Oui, d’un point de vue physique, l’argent est analogue à l’énergie. C’est en effet un revenu du travail, et le travail en physique, c’est de l’énergie.
Mais l’argent est aussi, et surtout, une institution sociale. Dans les faits, l’argent est une une forme de droit quantifié : c’est un droit d’avoir, qui résulte, en théorie du moins, de l’effort (le travail) qu’a fourni quelqu’un pour autrui dans la société.
La théorie en vidéo déraille justement sur point : à tout vouloir prendre sous l’aspect physique, elle finit par s’aveugler sur les aspects spécifiquement humains de l’économie.
Pourtant c’est là que siège la capacité de distinguer entre valeur d’échange et la valeur d’usage.

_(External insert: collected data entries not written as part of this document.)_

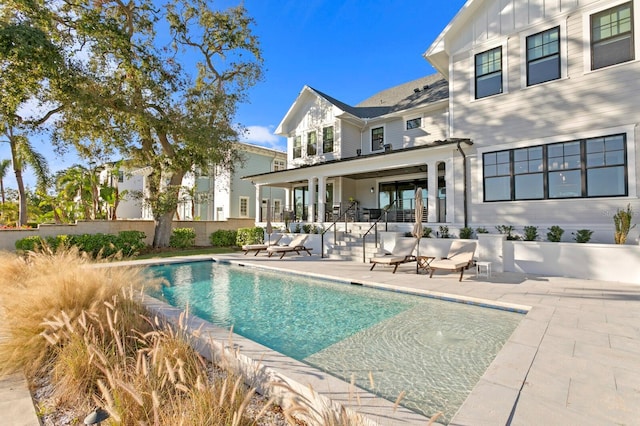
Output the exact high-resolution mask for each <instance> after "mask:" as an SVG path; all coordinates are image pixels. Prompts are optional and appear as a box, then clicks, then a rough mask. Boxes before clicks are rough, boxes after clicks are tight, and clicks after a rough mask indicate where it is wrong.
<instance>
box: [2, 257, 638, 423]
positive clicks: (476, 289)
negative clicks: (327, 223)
mask: <svg viewBox="0 0 640 426" xmlns="http://www.w3.org/2000/svg"><path fill="white" fill-rule="evenodd" d="M215 257H216V258H218V259H220V260H226V261H229V262H232V263H241V264H247V265H249V264H255V265H260V266H262V267H267V268H278V269H284V270H287V271H291V272H294V273H299V274H304V275H311V276H317V277H336V278H339V279H341V280H348V281H351V282H354V283H361V284H365V285H368V284H370V285H379V286H388V287H391V288H397V289H399V290H407V291H415V292H419V293H424V294H429V295H432V296H436V297H439V296H442V297H447V295H451V296H453V297H455V298H457V299H460V300H471V301H475V302H479V303H482V301H489V302H493V303H497V304H504V305H505V306H512V305H523V306H527V307H530V308H531V309H530V310H529V313H528V314H527V315H526V317H525V318H524V319H523V321H522V322H521V324H520V325H519V327H518V328H517V329H516V331H515V332H514V333H513V335H512V336H511V338H510V339H509V341H508V342H507V343H506V344H505V346H504V347H503V348H502V350H501V351H500V352H499V354H498V356H497V357H496V359H495V360H494V362H493V363H492V364H491V365H490V367H489V369H488V370H487V371H486V373H485V374H484V376H483V377H482V378H481V380H480V382H479V383H478V384H477V385H476V387H475V388H474V390H473V391H472V393H471V394H470V395H469V397H468V398H467V399H466V401H465V403H464V404H463V406H462V407H461V408H460V409H459V411H458V412H457V413H456V414H455V416H454V418H453V420H452V422H451V423H450V424H452V425H504V424H513V425H533V424H562V425H601V424H621V425H633V424H638V419H640V371H638V370H639V367H640V286H637V285H631V284H623V283H618V282H613V281H611V282H608V281H595V280H593V281H592V280H578V279H572V278H563V277H547V276H530V275H523V274H515V273H494V274H493V275H492V276H491V278H489V279H487V278H476V277H475V276H474V274H473V272H472V271H468V272H467V273H465V277H464V279H463V280H462V282H458V276H459V274H455V273H452V274H437V275H434V277H433V278H432V279H430V278H429V277H428V275H418V276H417V275H416V268H415V263H407V264H403V265H401V266H400V268H399V269H398V271H397V272H396V273H395V274H392V273H391V270H390V269H387V268H379V269H378V268H376V269H374V270H373V271H369V266H368V265H366V264H363V263H357V262H346V261H337V260H328V259H320V257H319V256H318V255H313V256H307V255H304V256H295V255H293V256H287V257H285V258H284V259H282V260H278V259H276V258H268V257H266V255H265V256H257V257H254V256H243V255H242V254H230V255H223V256H215ZM614 273H615V272H614ZM612 278H614V276H613V275H612ZM24 385H25V384H24V382H20V381H18V382H16V381H15V379H13V380H12V379H8V380H4V381H2V383H0V388H1V391H2V392H5V393H6V392H9V389H11V395H15V398H9V399H6V398H3V402H2V403H0V404H2V405H1V406H0V412H1V413H2V414H3V418H4V419H5V420H4V421H5V422H7V423H6V424H11V425H38V424H39V422H38V419H37V417H36V416H35V410H32V409H20V410H16V407H17V406H20V407H24V406H25V405H29V404H27V402H29V403H31V399H30V396H29V394H28V392H25V390H26V389H24ZM16 391H20V393H19V394H16V393H15V392H16ZM16 399H17V400H18V401H16ZM30 406H31V407H32V404H31V405H30ZM402 423H403V422H402V421H400V423H398V422H394V421H393V420H391V422H390V423H389V424H402Z"/></svg>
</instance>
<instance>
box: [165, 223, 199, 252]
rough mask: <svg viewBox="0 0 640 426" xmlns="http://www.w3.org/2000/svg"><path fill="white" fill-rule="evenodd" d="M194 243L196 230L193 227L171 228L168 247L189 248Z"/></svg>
mask: <svg viewBox="0 0 640 426" xmlns="http://www.w3.org/2000/svg"><path fill="white" fill-rule="evenodd" d="M195 245H196V231H195V229H193V228H174V229H172V230H171V237H170V238H169V247H175V248H189V247H193V246H195Z"/></svg>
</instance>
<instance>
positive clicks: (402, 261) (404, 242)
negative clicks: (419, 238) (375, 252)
mask: <svg viewBox="0 0 640 426" xmlns="http://www.w3.org/2000/svg"><path fill="white" fill-rule="evenodd" d="M417 245H418V239H417V238H402V239H399V240H398V241H396V246H395V247H394V248H393V251H392V252H391V253H387V254H386V255H384V256H380V257H372V258H371V260H369V262H370V263H373V265H371V269H369V270H370V271H373V268H375V266H376V265H377V264H382V265H389V266H391V265H393V266H394V268H393V273H394V274H395V273H396V271H397V270H398V266H400V265H401V264H403V263H407V262H415V260H416V257H415V255H414V254H413V252H414V251H415V249H416V246H417Z"/></svg>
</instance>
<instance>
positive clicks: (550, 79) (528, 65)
mask: <svg viewBox="0 0 640 426" xmlns="http://www.w3.org/2000/svg"><path fill="white" fill-rule="evenodd" d="M559 78H560V27H556V28H552V29H550V30H547V31H543V32H540V33H538V34H534V35H532V36H529V37H527V86H532V85H534V84H539V83H544V82H545V81H551V80H557V79H559Z"/></svg>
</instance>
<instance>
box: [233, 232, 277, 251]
mask: <svg viewBox="0 0 640 426" xmlns="http://www.w3.org/2000/svg"><path fill="white" fill-rule="evenodd" d="M281 238H282V234H273V235H272V236H271V240H270V241H269V242H268V243H263V244H245V245H243V246H242V250H244V254H245V256H246V254H247V253H249V252H250V251H255V252H256V253H255V254H254V256H257V255H258V253H260V252H261V251H263V250H266V249H267V248H268V247H269V246H273V245H276V244H278V241H280V239H281Z"/></svg>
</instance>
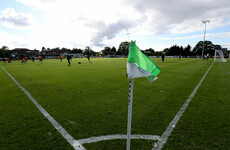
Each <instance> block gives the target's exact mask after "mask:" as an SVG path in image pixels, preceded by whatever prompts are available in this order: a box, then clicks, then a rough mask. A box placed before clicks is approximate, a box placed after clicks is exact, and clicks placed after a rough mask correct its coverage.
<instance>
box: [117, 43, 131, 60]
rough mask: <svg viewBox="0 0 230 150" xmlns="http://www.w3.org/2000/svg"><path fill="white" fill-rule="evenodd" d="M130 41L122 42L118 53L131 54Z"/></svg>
mask: <svg viewBox="0 0 230 150" xmlns="http://www.w3.org/2000/svg"><path fill="white" fill-rule="evenodd" d="M129 44H130V43H129V42H127V41H126V42H121V44H120V45H119V48H118V51H117V54H118V55H125V56H127V55H128V54H129Z"/></svg>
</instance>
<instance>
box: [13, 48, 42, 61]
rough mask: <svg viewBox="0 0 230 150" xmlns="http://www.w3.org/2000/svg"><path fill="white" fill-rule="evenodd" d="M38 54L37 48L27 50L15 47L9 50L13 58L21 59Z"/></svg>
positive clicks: (15, 58) (38, 54) (36, 56)
mask: <svg viewBox="0 0 230 150" xmlns="http://www.w3.org/2000/svg"><path fill="white" fill-rule="evenodd" d="M39 54H40V53H39V51H38V50H29V49H27V48H15V49H13V50H12V51H11V57H12V58H15V59H22V58H23V57H27V58H28V59H30V58H32V56H34V57H37V56H39Z"/></svg>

Historiquement, l’étalon monétaire est l’or, non pas que l’or soit utile, ni facile à échanger (il est très lourd), mais parce qu’il est inoxydable, et qu’en conséquence, il permet donc de conserver dans le temps les droits acquis.
En effet, l’homme s’affaiblit avec l’âge, et perd sa puissance de travail. S’il veut survivre à l’extrémité de sa vie, il lui faut garder une preuve des droits acquis dans sa jeunesse. Ainsi, qu’y avait-il de mieux que l’or, ce métal inaltérable, pour cela ?
D’autre part, nombre de valeurs d’usage sont éminemment culturelles.
L’homme n’étant pas qu’un être charnel, l’économie ne peut pas se réduire à de la thermodynamique. L’homme a des aspirations, des buts, des finalités, des convoitises et des désirs. Toutes choses hors du champ de la thermodynamique...
Cela dit il n’est pas inutile de considérer l’aspect matériel de l’économie. En effet, une des constantes de l’humanité est cette tendance à chercher une expansion des droits d’avoir, mais souvent en déconnexion de l’abondance des Biens réels.
Cela se traduit en dépréciation monétaire et bulles spéculatives, qui ne sont que l’expression d’un déséquilibre entre les droits acquis et les biens matériels disponibles.
@pemile Parce que c’est pareil pour le pétrole et gaz de schistes : il ne s’agit que de micro-ressources. Il faut donc multiplier les forages. Les entreprises qui s’y sont lancée ont de gros besoins de financement. Elles font de la cavalerie financière. Ça marche parce qu’aux States, l’argent coule à flot. Mais au final, ces entreprises sont criblées de dettes et leur survie est précaire.
Une multitude de ressources infimes revient à multiplier les infrastructures à l’infini
Quant à l’argument que chaque foyer est déjà raccordé au réseau... Le réseau de transport est en haute tension (jusqu’à 400 000 V) pour minimiser les pertes. En 400V, il y a trop des pertes, c’est juste utilisé pour raccorder l’usager final.
Comme dans toute révolution industrielle, le boom du pétrole de schiste aux Etats-Unis
a pris son essor grâce à deux moteurs : la technologie et la finance.
Face à la nécessité d’investir, le problème majeur que rencontrent
aujourd’hui les sociétés spécialisées est l’équation économique propre à
ce type d’extraction. Dans ce secteur en effet, il faut sans cesse
renouveler les forages, ce qui nécessite des besoins de financement
permanents.
Pour
les trouver, les entreprises ont souvent recours à la mise en place de
couvertures sur les marchés à terme pétroliers. Mais lorsque les
financements se raréfient, les entreprises qui n’ont plus les moyens de
mettre de nouveaux puits en production cessent de se couvrir sur les
marchés à terme. S’enclenche alors le cercle vicieux identifié par
l’économiste de l’énergie Philippe Verleger : la réduction des
opérations de couverture se traduit par une réduction de la capacité
d’emprunt, qui se traduit à son tour par une réduction des activités de
forage.
Le
revers de cette nouvelle ruée vers l’or noir, c’est qu’entre 2010 et
2018 les « fracking companies » ont généré un free cash flow négatif de
181 milliards de dollars. « Et qu’entre juin 2015 et décembre 2018, pas
moins de 167 d’entre elles ont fait faillite, avec à la clef, 95
milliards de dollars de dette », soulignent le Sightline Institute et
l’Institute for Energy Economics and Financial Analysis dans une étude parue en mars .
Au
premier trimestre 2019, la tendance s’est poursuivie avec huit
nouvelles faillites et une ardoise de 3 milliards de dollars. Or
constate Benjamin Louvet, qui parle d’un secteur « drogué à la dette »,
les financements se sont fortement réduits en 2018, leur total, tant en
actions qu’en obligations, a même touché un « plus bas » de 10 ans. « Il
est possible que non seulement la production de pétrole de schiste
croisse moins vite cette année mais même potentiellement qu’elle
recule ».
Autant d’éléments qui pourraient refroidir les investisseurs.